Il avait saisi le conseil de prud’hommes d’Épernay pour réclamer le versement de primes et commissions auxquelles il estimait avoir droit. Un contentieux technique, sans relief particulier, qui vient de prendre une autre tournure devant la chambre sociale de la cour d’appel de Reims.
Déclarant subir un «harcèlement moral» depuis qu’il a engagé cette procédure, un ex-salarié de la coopérative du syndicat général des vignerons (CSGV), basée à Cumières, a vu la cour reconnaître l’existence de tels faits.

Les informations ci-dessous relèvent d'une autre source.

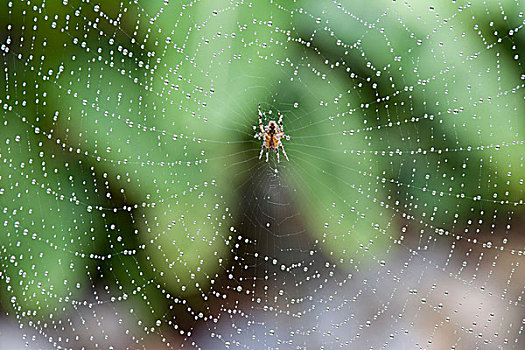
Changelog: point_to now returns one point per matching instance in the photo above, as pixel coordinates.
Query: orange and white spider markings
(272, 134)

Il fut embauché en 2007 par la Sarl France-Tourbe – filiale aujourd’hui dissoute de la CSGV – pour fabriquer et commercialiser des pesticides. Début 2010, il portait devant les prud’hommes le litige lié aux primes et commissions.
Depuis, les relations avec la direction générale de la CSGV «se sont progressivement détériorées. Il se présente comme victime de harcèlement : humiliations publiques, reproches injustifiés, attaques personnelles, représailles continuelles, lieu de travail inspecté… À ceci s’ajoutent des conditions physiques de travail difficiles (exposition aux produits utilisés, absence d’aération suffisante…)», mentionne le compte rendu d’un psychologue du travail daté de février 2013.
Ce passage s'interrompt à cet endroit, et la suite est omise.